Se in un primo momento, Like Father, Like Son ruota intorno ai bambini scambiati, diventa presto evidente che Kore-eda ha realizzato questo racconto sul contrasto tra due nuclei familiari opposti: uno benestante urbanizzato, diligente, tecnologico e formato da tre persone; l’altro della periferia, modesto, allegro, e formato da cinque individui. Diverse realtà e diverso l’atteggiamento e il rapporto con i figli.

Rispetto al Figlio dell’altra di Lorraine Levy, sullo scambio tra un palestinese e un israeliano, è diversa la riflessione sul contesto. Levy intesse la vicenda nella macro-cornice della guerra e del conflitto senza fine, mentre Kore-Eda è più concentrato su piccole differenze sociali e quanto queste influiscono sull’educazione dei figli.

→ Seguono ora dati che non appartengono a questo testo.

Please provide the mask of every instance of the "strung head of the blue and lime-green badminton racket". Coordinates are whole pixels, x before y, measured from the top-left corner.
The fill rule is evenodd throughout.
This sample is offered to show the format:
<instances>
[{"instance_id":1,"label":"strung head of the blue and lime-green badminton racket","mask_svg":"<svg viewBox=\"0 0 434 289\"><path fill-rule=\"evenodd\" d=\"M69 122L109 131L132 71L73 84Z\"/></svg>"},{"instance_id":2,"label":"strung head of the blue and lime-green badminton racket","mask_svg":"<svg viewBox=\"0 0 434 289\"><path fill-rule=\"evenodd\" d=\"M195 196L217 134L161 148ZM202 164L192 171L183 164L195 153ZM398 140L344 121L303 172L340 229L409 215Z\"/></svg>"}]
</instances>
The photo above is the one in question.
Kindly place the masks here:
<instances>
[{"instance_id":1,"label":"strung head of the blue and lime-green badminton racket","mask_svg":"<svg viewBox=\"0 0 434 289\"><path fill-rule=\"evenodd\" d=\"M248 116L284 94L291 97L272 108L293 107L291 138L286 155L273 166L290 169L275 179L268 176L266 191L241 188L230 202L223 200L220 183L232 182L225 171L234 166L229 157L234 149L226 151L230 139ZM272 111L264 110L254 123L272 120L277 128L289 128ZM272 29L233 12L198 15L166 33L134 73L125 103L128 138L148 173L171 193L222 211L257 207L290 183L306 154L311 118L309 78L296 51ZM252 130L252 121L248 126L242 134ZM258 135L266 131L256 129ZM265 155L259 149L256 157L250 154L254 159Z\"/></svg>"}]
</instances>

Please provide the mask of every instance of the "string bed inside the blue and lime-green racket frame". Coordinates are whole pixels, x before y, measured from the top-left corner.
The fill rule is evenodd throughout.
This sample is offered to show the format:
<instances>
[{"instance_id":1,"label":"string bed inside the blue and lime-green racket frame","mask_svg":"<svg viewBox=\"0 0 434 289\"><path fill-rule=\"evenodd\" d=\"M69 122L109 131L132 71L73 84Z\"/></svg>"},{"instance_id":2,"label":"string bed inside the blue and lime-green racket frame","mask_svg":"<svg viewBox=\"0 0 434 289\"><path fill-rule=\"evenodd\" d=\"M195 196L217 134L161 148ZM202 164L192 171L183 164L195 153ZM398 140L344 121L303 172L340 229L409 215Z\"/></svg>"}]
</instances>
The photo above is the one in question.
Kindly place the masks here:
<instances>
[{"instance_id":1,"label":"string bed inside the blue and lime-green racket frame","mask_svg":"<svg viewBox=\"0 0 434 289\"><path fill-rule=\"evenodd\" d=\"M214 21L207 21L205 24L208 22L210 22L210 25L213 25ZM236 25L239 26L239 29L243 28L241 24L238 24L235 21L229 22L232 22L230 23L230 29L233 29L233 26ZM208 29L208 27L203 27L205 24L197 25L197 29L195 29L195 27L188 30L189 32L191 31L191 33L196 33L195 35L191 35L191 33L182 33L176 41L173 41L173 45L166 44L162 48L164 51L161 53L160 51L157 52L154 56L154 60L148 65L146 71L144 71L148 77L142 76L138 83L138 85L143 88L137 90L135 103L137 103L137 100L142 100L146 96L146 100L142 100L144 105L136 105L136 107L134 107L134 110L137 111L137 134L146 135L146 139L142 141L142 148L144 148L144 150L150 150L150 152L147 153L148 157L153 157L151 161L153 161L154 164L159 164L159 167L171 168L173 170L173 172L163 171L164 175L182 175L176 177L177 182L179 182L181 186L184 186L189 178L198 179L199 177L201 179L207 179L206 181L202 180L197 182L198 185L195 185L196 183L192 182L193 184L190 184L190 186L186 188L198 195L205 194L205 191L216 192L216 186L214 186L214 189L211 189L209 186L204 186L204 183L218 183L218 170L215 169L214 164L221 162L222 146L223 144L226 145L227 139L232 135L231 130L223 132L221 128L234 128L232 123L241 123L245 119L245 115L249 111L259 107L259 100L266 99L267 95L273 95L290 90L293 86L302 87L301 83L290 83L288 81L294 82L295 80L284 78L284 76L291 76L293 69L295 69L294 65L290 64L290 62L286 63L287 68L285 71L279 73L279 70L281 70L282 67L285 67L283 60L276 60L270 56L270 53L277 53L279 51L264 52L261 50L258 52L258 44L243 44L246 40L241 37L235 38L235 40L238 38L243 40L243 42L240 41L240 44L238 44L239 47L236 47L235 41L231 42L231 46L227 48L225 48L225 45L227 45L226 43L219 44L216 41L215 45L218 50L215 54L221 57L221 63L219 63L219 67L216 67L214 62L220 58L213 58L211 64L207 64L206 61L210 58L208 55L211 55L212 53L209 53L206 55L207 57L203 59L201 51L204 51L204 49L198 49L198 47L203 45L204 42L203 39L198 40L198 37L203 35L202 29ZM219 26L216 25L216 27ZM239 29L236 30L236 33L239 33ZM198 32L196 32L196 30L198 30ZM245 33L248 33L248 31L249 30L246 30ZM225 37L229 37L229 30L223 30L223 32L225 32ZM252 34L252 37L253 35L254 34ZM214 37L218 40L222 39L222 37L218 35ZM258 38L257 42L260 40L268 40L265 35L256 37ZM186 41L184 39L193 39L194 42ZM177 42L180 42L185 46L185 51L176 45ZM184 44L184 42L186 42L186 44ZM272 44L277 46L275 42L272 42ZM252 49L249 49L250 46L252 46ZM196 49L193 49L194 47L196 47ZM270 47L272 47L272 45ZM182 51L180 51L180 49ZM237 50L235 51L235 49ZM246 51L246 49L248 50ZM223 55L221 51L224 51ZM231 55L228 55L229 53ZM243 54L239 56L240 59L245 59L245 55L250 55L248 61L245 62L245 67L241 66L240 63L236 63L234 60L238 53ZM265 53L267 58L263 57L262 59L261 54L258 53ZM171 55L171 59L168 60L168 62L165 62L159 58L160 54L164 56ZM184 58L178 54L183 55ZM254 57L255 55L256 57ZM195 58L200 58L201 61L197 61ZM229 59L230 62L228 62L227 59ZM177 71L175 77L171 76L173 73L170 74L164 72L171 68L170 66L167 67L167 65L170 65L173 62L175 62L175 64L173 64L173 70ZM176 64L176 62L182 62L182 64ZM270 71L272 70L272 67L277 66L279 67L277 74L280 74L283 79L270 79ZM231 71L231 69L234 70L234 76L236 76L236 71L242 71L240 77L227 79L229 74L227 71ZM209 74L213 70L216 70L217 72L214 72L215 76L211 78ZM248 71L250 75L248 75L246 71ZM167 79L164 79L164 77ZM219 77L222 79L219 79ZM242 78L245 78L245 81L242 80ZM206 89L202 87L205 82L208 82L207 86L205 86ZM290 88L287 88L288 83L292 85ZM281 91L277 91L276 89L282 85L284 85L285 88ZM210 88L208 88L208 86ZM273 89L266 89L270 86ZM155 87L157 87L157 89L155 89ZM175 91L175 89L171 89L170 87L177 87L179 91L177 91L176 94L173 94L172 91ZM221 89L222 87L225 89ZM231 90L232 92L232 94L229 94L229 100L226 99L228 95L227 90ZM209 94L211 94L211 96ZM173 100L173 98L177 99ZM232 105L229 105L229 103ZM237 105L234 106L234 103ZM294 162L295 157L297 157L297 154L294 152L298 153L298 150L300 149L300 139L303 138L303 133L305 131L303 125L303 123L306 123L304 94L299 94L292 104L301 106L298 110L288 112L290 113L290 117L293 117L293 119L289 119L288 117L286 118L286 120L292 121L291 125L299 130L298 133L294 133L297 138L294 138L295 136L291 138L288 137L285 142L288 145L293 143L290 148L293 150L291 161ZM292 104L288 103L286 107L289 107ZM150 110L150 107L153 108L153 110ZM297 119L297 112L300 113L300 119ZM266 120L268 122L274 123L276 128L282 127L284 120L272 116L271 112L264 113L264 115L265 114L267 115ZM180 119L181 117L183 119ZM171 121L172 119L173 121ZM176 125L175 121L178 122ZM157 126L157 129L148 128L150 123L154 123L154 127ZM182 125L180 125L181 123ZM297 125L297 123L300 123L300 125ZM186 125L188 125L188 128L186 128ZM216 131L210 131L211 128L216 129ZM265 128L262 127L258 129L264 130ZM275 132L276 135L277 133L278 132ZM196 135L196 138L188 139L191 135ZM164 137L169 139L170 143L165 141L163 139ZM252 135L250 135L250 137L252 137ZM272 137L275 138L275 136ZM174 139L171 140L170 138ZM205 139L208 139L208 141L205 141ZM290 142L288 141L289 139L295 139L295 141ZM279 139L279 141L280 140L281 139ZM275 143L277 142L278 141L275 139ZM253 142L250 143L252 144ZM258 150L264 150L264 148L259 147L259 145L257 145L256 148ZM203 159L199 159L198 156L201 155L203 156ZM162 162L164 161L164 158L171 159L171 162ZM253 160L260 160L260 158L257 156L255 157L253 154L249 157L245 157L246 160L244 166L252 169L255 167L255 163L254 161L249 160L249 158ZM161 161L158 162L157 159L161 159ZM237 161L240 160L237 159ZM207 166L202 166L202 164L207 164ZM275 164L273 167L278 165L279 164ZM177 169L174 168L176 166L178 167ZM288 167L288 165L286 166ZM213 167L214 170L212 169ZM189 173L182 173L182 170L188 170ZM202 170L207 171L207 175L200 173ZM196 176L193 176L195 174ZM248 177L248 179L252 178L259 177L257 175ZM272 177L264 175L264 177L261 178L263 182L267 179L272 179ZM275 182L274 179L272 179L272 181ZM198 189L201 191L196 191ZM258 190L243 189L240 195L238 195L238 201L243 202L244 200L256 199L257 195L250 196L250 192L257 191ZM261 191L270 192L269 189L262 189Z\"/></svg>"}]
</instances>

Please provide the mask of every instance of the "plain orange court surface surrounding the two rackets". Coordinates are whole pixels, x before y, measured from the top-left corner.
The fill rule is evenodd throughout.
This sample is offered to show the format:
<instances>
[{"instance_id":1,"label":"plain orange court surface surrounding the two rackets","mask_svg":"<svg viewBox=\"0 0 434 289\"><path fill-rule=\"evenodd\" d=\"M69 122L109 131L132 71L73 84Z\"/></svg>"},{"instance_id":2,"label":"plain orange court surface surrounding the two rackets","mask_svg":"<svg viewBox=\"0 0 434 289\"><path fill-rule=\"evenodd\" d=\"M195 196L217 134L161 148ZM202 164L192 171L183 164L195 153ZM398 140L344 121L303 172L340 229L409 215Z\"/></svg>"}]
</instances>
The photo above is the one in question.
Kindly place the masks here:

Il punto focale attorno cui ragiona la morale del film è come i genitori proiettano i propri valori e le proprie esigenze sui loro figli e di quanto sia inutile e insensato questo atteggiamento. Like Father, Like Son suggerisce in modo velato e commovente che nessuna struttura familiare è perfetta.

Attraverso il tormento del protagonista, il regista mette in scena ulteriori riflessioni su cosa voglia dire esattamente essere padre, se è una questione biologica o se dipende dalla quantità di tempo dedicato al figlio a renderlo tale.

Sulla scia di autori come il coreano Kim Ki-Duk e la cinese Ann Hui, Kore-Eda racconta con toni pacati e sguardo rarefatto i sentimenti e la leggerezza delle emozioni. Si esce dal cinema estasiati dalle immagini formalmente pulite. Lo stile di regia sobrio, privo di eccessi, la musica eterea e la recitazione naturale quasi spontanea degli attori assicurano un senso di pace interiore tipica di un certo tipo di cinema orientale.